From October 22 to 25, 2019, Vladimir Putin received about fifty African heads of state in Sochi in Russia. If no major announcement was made, this summit was above all intended to celebrate the Russian-African friendship and has a highly symbolic significance.
Russia in the cold war
During the Cold War, the African continent was the site of an indirect confrontation between the USSR and the United States. The USSR had forged strong military, economic and intellectual ties with Africa (training of elites and military cadres, scholarships granted to students, etc.). However, the collapse of the Soviet bloc dealt a severe blow to the Russian presence in Africa.Today, all eyes are on China, accused of neo-imperialism in Africa. However, there is less talk about the Russian presence, which is nonetheless very real. Russia’s return to Africa can be dated from the mid-2000s.
The Sochi summit in Russia
The Sochi summit is very revealing of this return of Russia on the African scene. According to Thierry Vircoulon, a researcher associated with the IFRI’s Sub-Saharan Africa Center, the organization of this summit is part of a real communication strategy. It is a deliberate will of Russia to show the international community that it maintains strong links with the African continent.
The causes of a renewed Russian interest in Africa
First, Russia’s return to the African continent is linked to the Ukrainian crisis of 2014. Russia, under Western sanctions, is looking for new diplomatic, economic and military allies according to Thierry Vircoulon.
Russia first turned to Sudan, a real international pariah.
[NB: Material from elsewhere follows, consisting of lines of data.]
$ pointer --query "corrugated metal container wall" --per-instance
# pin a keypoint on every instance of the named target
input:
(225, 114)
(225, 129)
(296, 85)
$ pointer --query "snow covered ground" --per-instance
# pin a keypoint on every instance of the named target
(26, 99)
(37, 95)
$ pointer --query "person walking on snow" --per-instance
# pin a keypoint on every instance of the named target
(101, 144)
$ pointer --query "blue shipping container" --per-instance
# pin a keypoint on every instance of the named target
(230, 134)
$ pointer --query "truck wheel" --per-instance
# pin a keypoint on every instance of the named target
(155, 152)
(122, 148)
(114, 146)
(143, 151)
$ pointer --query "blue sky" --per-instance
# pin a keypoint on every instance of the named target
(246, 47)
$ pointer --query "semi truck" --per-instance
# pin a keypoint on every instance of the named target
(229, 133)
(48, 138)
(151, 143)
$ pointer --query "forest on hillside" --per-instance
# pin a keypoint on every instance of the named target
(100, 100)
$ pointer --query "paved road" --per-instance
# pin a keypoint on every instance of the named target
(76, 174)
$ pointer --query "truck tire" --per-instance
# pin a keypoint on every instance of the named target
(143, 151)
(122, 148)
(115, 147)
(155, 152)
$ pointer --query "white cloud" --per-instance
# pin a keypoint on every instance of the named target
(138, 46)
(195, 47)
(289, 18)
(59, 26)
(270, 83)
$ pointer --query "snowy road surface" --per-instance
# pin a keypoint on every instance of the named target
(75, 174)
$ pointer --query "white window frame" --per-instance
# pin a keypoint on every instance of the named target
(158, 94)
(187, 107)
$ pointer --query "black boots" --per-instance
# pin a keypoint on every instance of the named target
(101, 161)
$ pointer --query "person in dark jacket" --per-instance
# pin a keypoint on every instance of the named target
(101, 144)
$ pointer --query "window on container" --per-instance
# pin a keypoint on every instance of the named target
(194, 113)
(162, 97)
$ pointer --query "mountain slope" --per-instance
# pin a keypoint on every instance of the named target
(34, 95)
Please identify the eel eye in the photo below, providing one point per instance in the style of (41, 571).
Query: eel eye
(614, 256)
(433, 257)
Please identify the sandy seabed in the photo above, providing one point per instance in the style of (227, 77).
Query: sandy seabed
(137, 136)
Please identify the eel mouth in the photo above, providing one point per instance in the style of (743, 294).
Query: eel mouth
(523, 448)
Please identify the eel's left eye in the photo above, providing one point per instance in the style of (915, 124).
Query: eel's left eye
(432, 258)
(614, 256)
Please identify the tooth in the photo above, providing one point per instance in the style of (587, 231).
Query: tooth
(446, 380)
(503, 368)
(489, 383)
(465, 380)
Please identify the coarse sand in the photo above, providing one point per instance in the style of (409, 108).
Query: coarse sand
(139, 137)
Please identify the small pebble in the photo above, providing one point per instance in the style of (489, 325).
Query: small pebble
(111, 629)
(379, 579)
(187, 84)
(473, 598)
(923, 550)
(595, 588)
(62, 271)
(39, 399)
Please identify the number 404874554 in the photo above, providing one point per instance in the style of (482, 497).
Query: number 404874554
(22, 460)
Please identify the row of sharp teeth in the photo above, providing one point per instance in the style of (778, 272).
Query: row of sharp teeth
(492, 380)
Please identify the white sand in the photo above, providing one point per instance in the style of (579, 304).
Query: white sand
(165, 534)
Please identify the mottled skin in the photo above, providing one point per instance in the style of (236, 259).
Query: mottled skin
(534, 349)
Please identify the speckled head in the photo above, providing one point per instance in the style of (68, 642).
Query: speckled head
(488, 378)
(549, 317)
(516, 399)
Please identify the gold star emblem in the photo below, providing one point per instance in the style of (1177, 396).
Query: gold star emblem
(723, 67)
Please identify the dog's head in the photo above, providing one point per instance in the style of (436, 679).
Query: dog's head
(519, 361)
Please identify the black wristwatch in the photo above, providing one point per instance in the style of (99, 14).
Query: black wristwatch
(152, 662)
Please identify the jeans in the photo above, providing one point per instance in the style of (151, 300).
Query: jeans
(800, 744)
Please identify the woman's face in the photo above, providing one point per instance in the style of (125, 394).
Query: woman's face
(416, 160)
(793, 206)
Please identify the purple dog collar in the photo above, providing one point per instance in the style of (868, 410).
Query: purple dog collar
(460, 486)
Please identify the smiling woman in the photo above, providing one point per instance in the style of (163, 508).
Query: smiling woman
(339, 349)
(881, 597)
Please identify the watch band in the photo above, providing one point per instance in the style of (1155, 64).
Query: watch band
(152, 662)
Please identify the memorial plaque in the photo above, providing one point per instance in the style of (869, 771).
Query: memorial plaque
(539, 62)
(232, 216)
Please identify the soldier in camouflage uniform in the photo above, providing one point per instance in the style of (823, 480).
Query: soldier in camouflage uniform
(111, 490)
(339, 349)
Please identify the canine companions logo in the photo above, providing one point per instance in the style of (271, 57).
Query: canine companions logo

Moscow signed economic and military contracts with Khartoum before gaining a foothold in the Central African Republic and then extending its influence in other African countries. According to Poline Tchoubar, a consultant and author of a note for the FRS on Russia’s presence in Africa, Russia is primarily targeting countries where it can have the greatest impact at the lowest cost. For example, it will look first to countries that have been allies in the past.
Second, Russia is taking advantage of the withdrawal of Western powers. It was from 2016 with the withdrawal of French troops from Operation Sangaris that a defense agreement was signed with the Central African government. Today, Russian influence is particularly evident in the Central African Republic where there is a Russian armed presence.
But Russian interest in Africa is not new and has never really disappeared. Indeed, as Arnaud Kalika, consultant and author of a report for IFRI on Russian policy in Africa, reminds us, at a time when the Soviet bloc was collapsing and the USSR had to close many embassies in Africa, the Russian Ministry of Foreign Affairs and the Institute of African Studies were very interested in the Chinese presence in Africa. Moreover, the USSR had been able to forge very strong intellectual ties with African elites. So much so that many army and intelligence officials in African countries are now Russian-speaking.
Large media campaigns are deployed in African countries to praise the positive role of Russia and criticize the imperialism of the former colonial powers.
The presence of rare metals in Africa, such as nickel and cobalt derivatives, is of particular interest to Russian giants. Rosatom, a Russian public company specialized in nuclear energy, announced at the Sochi forum the signing of framework agreements with Rwanda and Ethiopia to build a third generation WER nuclear power plant.
Africa is a source of agricultural and food resources for Russia. The agricultural sector is highly coveted. Phosagro, a private Russian company and leader in fertilizers, plans to expand its business base in Kenya, Benin and Mali. Africa also needs Russia as it seeks new trading partners. This includes breaking away from the economic influence of former colonial powers like France.
The main engine of the Russian economy is arms exports and this is particularly noticeable on the African continent. Military arms exports account for $20 billion in trade between Russia and Africa. Russia is, between 2014 and 2018, the main supplier of arms to Africa, and is the source of 28% of African imports. The African continent sucked up 15% of Russian military exports. Arms exports are trending upwards. The Russian arms industry produces new equipment such as armored vehicles and defense systems that are particularly popular with African leaders.